The exertion and contact with the bodies in Peterborough had weakened him and he had developed a dreadful rasping cough. Eventually he conceded to it, stopped his journey and lay in a field staring up into the murk. He slipped into a fragile sleep and was awoken by a particularly painful cough which produced a small amount of clotted blood that began to trace down his chin. It was lighter and he could even see a small hole developing in the fog, opening a window onto the night sky behind. He thought he saw something move far above him. Maybe a bird or a bat. Maybe some wildlife had survived all of this. The though comforted him.

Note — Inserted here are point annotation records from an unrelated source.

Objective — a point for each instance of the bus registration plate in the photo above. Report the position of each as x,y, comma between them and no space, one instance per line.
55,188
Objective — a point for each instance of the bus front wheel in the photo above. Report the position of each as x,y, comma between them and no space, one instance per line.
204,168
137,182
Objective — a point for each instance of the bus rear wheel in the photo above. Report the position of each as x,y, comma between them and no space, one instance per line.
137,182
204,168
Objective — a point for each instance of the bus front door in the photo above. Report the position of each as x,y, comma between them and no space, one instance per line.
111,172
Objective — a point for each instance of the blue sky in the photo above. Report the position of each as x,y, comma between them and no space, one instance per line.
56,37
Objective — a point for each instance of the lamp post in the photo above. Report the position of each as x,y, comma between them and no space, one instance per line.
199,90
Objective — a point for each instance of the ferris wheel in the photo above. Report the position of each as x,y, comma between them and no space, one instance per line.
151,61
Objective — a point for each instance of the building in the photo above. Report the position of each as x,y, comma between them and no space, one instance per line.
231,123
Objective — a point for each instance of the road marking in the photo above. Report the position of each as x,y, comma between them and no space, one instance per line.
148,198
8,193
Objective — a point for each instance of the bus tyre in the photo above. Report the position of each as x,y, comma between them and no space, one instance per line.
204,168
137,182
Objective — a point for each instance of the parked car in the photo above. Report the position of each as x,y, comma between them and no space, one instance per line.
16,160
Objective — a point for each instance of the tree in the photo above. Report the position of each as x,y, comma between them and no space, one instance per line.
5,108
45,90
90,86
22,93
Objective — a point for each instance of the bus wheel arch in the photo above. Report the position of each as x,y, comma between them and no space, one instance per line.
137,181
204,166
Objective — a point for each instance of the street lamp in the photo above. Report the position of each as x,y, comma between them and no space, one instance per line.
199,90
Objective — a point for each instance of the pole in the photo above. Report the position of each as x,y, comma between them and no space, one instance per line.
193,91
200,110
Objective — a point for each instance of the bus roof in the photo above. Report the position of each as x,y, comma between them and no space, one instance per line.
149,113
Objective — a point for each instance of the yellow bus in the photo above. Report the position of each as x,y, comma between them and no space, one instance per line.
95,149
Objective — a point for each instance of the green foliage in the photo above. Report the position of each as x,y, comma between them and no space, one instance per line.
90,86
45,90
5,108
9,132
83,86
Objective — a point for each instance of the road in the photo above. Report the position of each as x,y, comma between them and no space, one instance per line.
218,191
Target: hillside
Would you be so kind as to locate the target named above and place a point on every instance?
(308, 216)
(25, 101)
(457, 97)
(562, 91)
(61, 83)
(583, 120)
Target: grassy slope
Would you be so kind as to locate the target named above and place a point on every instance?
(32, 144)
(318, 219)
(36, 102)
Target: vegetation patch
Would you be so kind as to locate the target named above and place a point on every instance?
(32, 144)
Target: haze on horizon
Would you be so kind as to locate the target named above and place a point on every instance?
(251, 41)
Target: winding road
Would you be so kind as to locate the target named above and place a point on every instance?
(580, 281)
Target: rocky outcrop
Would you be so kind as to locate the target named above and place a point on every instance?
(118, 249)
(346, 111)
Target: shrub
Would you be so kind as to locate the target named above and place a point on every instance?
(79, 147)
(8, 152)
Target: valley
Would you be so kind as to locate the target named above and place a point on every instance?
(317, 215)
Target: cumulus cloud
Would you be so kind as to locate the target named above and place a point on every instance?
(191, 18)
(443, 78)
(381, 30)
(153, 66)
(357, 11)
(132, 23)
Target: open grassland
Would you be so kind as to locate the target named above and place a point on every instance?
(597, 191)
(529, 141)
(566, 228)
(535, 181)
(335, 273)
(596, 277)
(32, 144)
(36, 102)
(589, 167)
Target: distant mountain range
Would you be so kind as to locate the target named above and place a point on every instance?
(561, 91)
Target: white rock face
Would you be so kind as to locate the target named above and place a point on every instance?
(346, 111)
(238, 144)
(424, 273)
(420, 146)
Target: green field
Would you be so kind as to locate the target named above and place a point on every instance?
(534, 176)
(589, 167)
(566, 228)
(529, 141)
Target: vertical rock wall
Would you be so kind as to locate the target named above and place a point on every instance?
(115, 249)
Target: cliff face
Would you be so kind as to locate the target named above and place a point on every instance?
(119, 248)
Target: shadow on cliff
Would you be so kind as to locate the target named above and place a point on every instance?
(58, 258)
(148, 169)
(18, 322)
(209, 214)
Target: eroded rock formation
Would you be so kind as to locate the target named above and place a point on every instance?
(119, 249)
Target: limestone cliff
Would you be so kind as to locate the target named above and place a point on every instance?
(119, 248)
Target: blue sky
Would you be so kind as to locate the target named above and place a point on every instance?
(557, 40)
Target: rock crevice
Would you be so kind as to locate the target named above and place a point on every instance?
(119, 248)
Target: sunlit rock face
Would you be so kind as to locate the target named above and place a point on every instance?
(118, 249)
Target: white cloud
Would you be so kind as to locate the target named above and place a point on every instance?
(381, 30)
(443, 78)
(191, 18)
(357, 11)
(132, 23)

As quickly as the window had opened, it closed again, restoring the oppressive dark without depth or dimension. He fell back into his uneasy slumber. “We just wanted to learn!” he screamed suddenly, emerging from his nightmare. The shriek made a hollow, dead sound in the bleak emptiness, disappearing into the void.


He sat up and looked about, his face etched with the carvings of paranoia. He was not alone. Without further warning he bent double with pain as he felt the invasion into his mind for the first time since leaving headquarters that night.


“I didn’t want to teach you anything Richard,” replied the rush of static within his skull.


Kiefs rolled over, and it felt like his head was splitting with pain and his lungs were shrinking. With a great effort he twisted onto his back and saw it for one last time. The fog cleared and revealed the starry night sky fading into that same blue, grey smudge of colour looking back at him.